Types of Privileges in dbms
Types of privileges in dbms are explained below :
The account level:
- At this level, the DBA specifies the particular privileges that each account holds independently of the relations in the database.
The relation level (or table level):
- At this level, the DBA can control the privilege to access each individual relation or view in the database.
- capabilities provided to the account itself and can include
- the CREATE SCHEMA or CREATE TABLE privilege, to create a schema or base relation;
- the CREATE VIEW privilege;
- the ALTER privilege, to apply schema changes such adding or removing attributes from relations;
- the DROP privilege, to delete relations or views
- the MODIFY privilege, to insert, delete, or update tuples;
- and the SELECT privilege, to retrieve information from the database by using a SELECT query.
- The second level of privileges applies to the relation level
- This includes base relations and virtual (view) relations.
- The granting and revoking of privileges generally follow an authorization model for discretionary privileges known as the access matrix model where
- The rows of a matrix M represents subjects (users, accounts, programs)
- The columns represent objects (relations, records, columns, views, operations).
- Each position M(i,j) in the matrix represents the types of privileges (read, write, update) that subject i holds on object j.
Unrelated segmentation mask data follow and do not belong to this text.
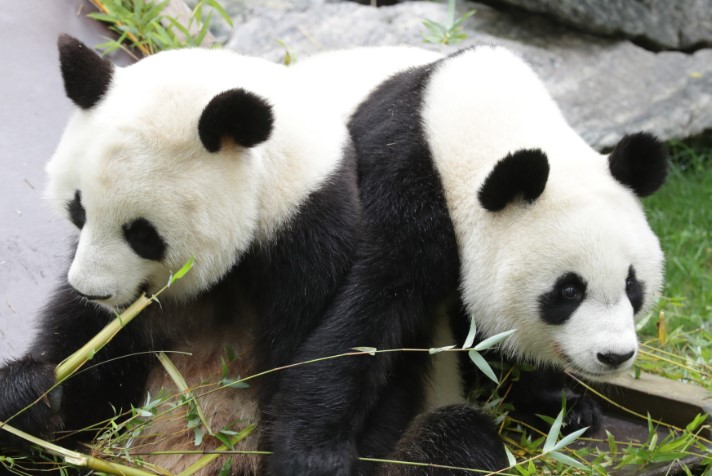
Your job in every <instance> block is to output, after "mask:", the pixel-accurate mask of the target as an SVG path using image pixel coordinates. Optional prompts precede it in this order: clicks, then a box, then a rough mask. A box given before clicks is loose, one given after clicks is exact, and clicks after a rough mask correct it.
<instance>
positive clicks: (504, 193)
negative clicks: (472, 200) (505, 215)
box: [477, 149, 549, 212]
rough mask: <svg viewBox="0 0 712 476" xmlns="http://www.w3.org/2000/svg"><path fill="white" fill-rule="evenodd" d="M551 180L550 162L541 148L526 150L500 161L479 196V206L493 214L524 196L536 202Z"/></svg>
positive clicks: (505, 157) (491, 172) (492, 170)
mask: <svg viewBox="0 0 712 476" xmlns="http://www.w3.org/2000/svg"><path fill="white" fill-rule="evenodd" d="M548 178H549V160H548V159H547V157H546V154H545V153H544V152H543V151H541V150H540V149H523V150H518V151H516V152H513V153H511V154H508V155H507V156H506V157H505V158H504V159H502V160H500V161H499V162H497V164H496V165H495V166H494V169H492V172H490V174H489V175H488V176H487V179H485V183H484V184H482V187H481V188H480V191H479V193H478V196H477V197H478V198H479V200H480V204H481V205H482V206H483V207H484V208H485V209H487V210H489V211H491V212H496V211H499V210H502V209H503V208H504V207H506V206H507V204H508V203H510V202H511V201H512V200H514V198H515V197H516V196H517V195H519V194H522V195H523V196H524V200H526V201H527V202H530V203H531V202H533V201H534V200H536V199H537V198H539V195H541V194H542V192H543V191H544V187H545V186H546V181H547V179H548Z"/></svg>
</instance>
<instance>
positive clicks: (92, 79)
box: [57, 35, 114, 109]
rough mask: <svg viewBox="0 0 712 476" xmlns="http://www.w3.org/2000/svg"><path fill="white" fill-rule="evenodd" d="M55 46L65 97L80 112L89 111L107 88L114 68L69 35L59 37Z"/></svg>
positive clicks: (109, 64) (96, 101) (90, 49)
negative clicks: (70, 100) (85, 110)
mask: <svg viewBox="0 0 712 476" xmlns="http://www.w3.org/2000/svg"><path fill="white" fill-rule="evenodd" d="M57 47H58V48H59V62H60V65H61V68H62V79H63V80H64V90H65V91H66V92H67V97H68V98H69V99H71V100H72V102H74V104H76V105H77V106H79V107H81V108H82V109H89V108H91V107H92V106H94V105H95V104H96V103H98V102H99V100H100V99H101V98H102V97H103V96H104V94H106V91H107V90H108V89H109V84H110V83H111V76H112V75H113V72H114V66H113V65H112V64H111V62H109V61H108V60H105V59H104V58H102V57H101V56H99V55H98V54H96V52H94V51H93V50H92V49H91V48H89V47H88V46H87V45H85V44H84V43H82V42H81V41H79V40H77V39H76V38H73V37H71V36H69V35H60V37H59V40H58V41H57Z"/></svg>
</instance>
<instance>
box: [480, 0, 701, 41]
mask: <svg viewBox="0 0 712 476" xmlns="http://www.w3.org/2000/svg"><path fill="white" fill-rule="evenodd" d="M487 3H489V4H491V5H511V6H515V7H518V8H522V9H524V10H527V11H530V12H536V13H543V14H546V15H549V16H551V17H553V18H556V19H557V20H558V21H560V22H562V23H565V24H568V25H572V26H574V27H576V28H579V29H581V30H584V31H588V32H591V33H598V34H604V35H612V36H622V37H625V38H630V39H634V40H638V41H640V42H641V43H644V44H646V45H649V46H651V47H653V48H656V49H673V50H689V49H693V48H699V47H710V46H712V0H586V1H581V0H488V2H487Z"/></svg>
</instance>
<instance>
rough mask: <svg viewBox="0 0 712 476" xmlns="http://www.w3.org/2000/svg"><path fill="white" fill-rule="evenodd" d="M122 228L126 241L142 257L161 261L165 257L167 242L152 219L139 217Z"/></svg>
mask: <svg viewBox="0 0 712 476" xmlns="http://www.w3.org/2000/svg"><path fill="white" fill-rule="evenodd" d="M122 228H123V231H124V238H125V239H126V242H127V243H128V244H129V246H131V248H132V249H133V250H134V252H135V253H136V254H137V255H139V256H140V257H141V258H145V259H150V260H153V261H161V260H162V259H163V258H164V257H165V254H166V248H167V245H166V242H165V241H164V240H163V238H162V237H161V235H160V234H159V233H158V230H156V227H155V226H153V224H152V223H151V222H150V221H148V220H146V219H145V218H137V219H136V220H133V221H132V222H129V223H126V224H125V225H124V226H123V227H122Z"/></svg>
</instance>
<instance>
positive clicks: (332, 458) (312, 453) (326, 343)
mask: <svg viewBox="0 0 712 476" xmlns="http://www.w3.org/2000/svg"><path fill="white" fill-rule="evenodd" d="M433 67H434V66H425V67H421V68H417V69H413V70H409V71H406V72H403V73H400V74H398V75H396V76H394V77H393V78H391V79H390V80H388V81H387V82H385V83H384V84H383V85H382V86H381V87H380V88H379V89H378V90H377V91H376V92H375V93H374V94H372V95H371V97H370V98H369V99H368V100H367V102H366V103H365V104H364V105H362V106H361V107H360V108H359V109H358V110H357V111H356V112H355V114H354V116H353V117H352V119H351V121H350V124H349V126H350V130H351V133H352V137H353V139H354V142H355V146H356V152H357V156H358V158H359V164H358V170H359V186H360V192H361V200H362V203H363V231H362V233H363V238H362V240H361V241H360V242H359V248H358V252H357V255H356V260H355V263H354V266H353V268H352V270H351V272H350V274H349V275H348V277H347V280H346V282H345V285H344V286H343V287H342V288H341V290H340V292H339V294H338V296H337V298H336V300H335V302H334V305H333V306H332V307H331V308H330V309H329V310H328V311H327V314H326V317H325V318H324V322H322V323H321V324H320V326H319V327H318V328H317V329H316V331H315V332H314V333H313V334H312V335H311V336H310V337H309V339H308V340H307V342H306V343H305V345H304V346H303V347H302V349H301V351H300V352H299V353H298V355H297V359H296V360H297V361H302V360H307V359H312V358H315V357H323V356H329V355H335V354H340V353H342V352H346V351H348V350H349V349H350V348H352V347H355V346H373V347H376V348H379V349H391V348H400V347H420V348H422V347H428V346H430V344H431V337H432V335H433V320H432V318H431V316H432V313H433V311H434V309H435V307H436V306H438V305H439V304H441V303H443V302H444V301H445V300H446V298H447V297H448V296H449V295H450V294H451V293H453V292H454V291H455V290H456V289H457V285H458V277H459V264H460V263H459V256H458V250H457V244H456V241H455V235H454V229H453V225H452V222H451V220H450V217H449V214H448V211H447V207H446V204H445V198H444V193H443V189H442V185H441V183H440V179H439V175H438V172H437V170H436V169H435V165H434V163H433V159H432V156H431V152H430V150H429V147H428V144H427V141H426V138H425V133H424V131H423V126H422V124H421V121H420V114H421V112H420V108H421V105H422V94H423V89H424V87H425V85H426V84H427V81H428V78H429V77H430V74H431V72H432V70H433ZM428 365H429V361H428V360H427V358H426V356H424V355H414V354H405V353H385V354H377V355H375V356H359V357H351V358H341V359H333V360H326V361H322V362H319V363H316V364H310V365H306V366H300V367H295V368H292V369H289V370H287V371H286V372H285V374H284V376H283V380H282V382H281V386H280V394H279V396H278V398H277V405H276V413H277V420H276V423H275V425H274V432H275V433H274V454H273V455H272V457H271V458H270V461H269V470H270V472H271V474H275V475H293V474H309V475H350V474H353V473H354V472H358V473H359V474H372V471H373V468H371V467H369V466H367V465H362V466H360V467H359V465H358V463H357V461H356V456H357V455H362V456H375V457H378V456H380V457H383V456H386V455H387V454H388V452H389V450H390V449H392V448H393V447H394V445H395V443H396V440H397V439H398V438H399V436H400V435H401V434H402V432H403V431H404V429H405V428H406V426H407V425H408V423H409V422H410V420H412V418H413V417H414V416H415V415H416V414H417V413H418V412H419V411H420V410H421V409H422V404H423V397H424V395H423V388H424V385H423V378H425V376H426V374H427V371H428ZM374 441H377V443H375V444H374Z"/></svg>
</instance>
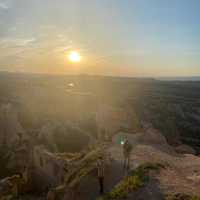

- To control the granting and revoking of relation privileges, each relation R in a database is assigned and owner account, which is typically the account that was used when the relation was created in the first place.
- The owner of a relation is given all privileges on that relation.
- In SQL2, the DBA can assign and owner to a whole schema by creating the schema and associating the appropriate authorization identifier with that schema, using the CREATE SCHEMA command.
- The owner account holder can pass privileges on any of the owned relation to other users by granting privileges to their accounts.
In SQL the following types of privileges can be granted on each individual relation R:
SELECT (retrieval or read) privilege on R:
- Gives the account retrieval privilege.
- In SQL this gives the account the privilege to use the SELECT statement to retrieve tuples from R.
MODIFY privileges on R:
- This gives the account the capability to modify tuples of R.
- In SQL this privilege is further divided into UPDATE, DELETE, and INSERT privileges to apply the corresponding SQL command to R.
- In addition, both the INSERT and UPDATE privileges can specify that only certain attributes can be updated by the account.
In SQL the following types of privileges can be granted on each individual relation R (contd.):
REFERENCES privilege on R:
- This gives the account the capability to reference relation R when specifying integrity constraints.
- The privilege can also be restricted to specific attributes of R.
- Notice that to create a view, the account must have SELECT privilege on all relations involved in the view definition.